Immunopathology of acute galactosamine hepatitis in rats.

Galactosamine hydrochloride induces liver disease in rats that morphologically resembles drug-induced hepatitis in man. In this study we analyzed the character of the inflammatory reaction following the toxic damage resulting from the administration of galactosamine hydrochloride using a broad panel of monoclonal antibodies to lymphocyte subsets and macrophages. Fat-storing cells were identified with a polyclonal anti-desmin antibody. Cellular proliferation was assessed by labeling S-phase cells with the thymidine analog bromodeoxyuridine. Injection of galactosamine hydrochloride was associated with conspicuous hepatocyte necrosis and parenchymal granulocyte influx in the first 24 hr.
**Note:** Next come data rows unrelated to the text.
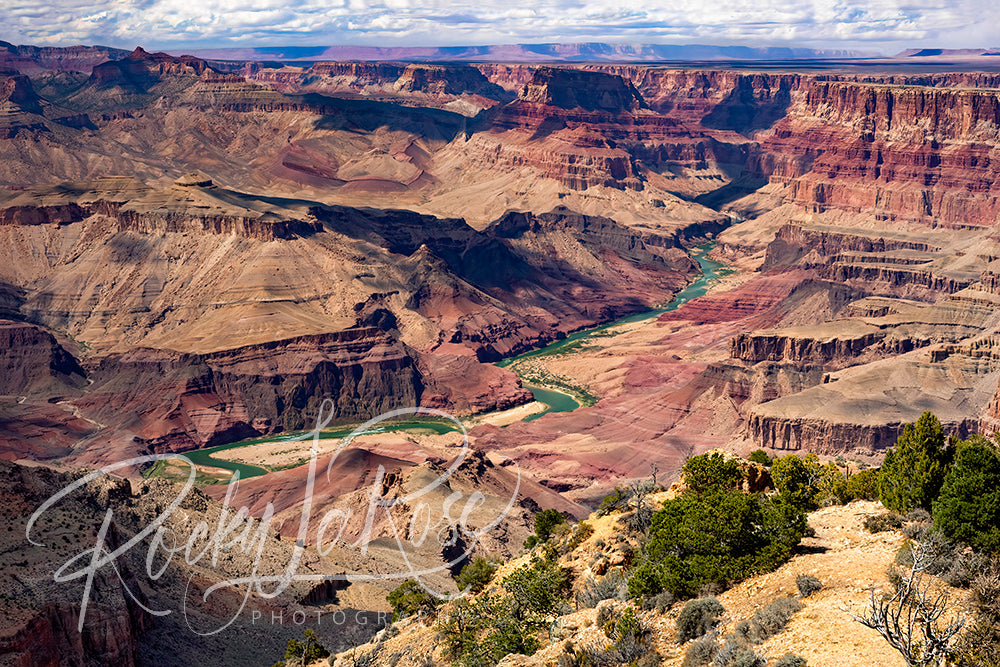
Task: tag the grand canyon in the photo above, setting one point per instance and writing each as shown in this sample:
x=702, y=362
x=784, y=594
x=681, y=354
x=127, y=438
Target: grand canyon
x=599, y=268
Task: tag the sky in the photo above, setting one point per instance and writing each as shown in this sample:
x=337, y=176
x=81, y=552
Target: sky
x=881, y=25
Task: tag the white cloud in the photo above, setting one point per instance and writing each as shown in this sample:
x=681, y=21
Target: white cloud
x=890, y=24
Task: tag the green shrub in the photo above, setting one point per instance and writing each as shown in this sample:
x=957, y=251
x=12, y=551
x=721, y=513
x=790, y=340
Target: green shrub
x=701, y=652
x=546, y=522
x=614, y=502
x=718, y=538
x=411, y=598
x=304, y=652
x=630, y=636
x=880, y=523
x=862, y=485
x=483, y=631
x=476, y=575
x=773, y=618
x=968, y=507
x=697, y=618
x=709, y=473
x=746, y=658
x=661, y=602
x=796, y=481
x=914, y=470
x=582, y=531
x=594, y=591
x=808, y=585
Thereafter, mononuclear inflammatory cells predominated, mainly T lymphocytes and macrophages, with maximal numbers at 48 hr. The majority of T lymphocytes were CD8-positive cells and were located in the portal tracts and parenchyma. CD4-positive T cells were scarce and confined to the portal tracts. Proliferation of fat-storing cells paralleled hepatocyte regeneration with maximal values after 48 to 72 hr. The temporal relationship between infiltrating mononuclear cells, mainly T lymphocytes of CD8 phenotype and macrophages, fat-storing cell proliferation and hepatic regeneration suggests pathophysiological interactions between these cell types in liver injury in the rat after galactosamine hydrochloride administration.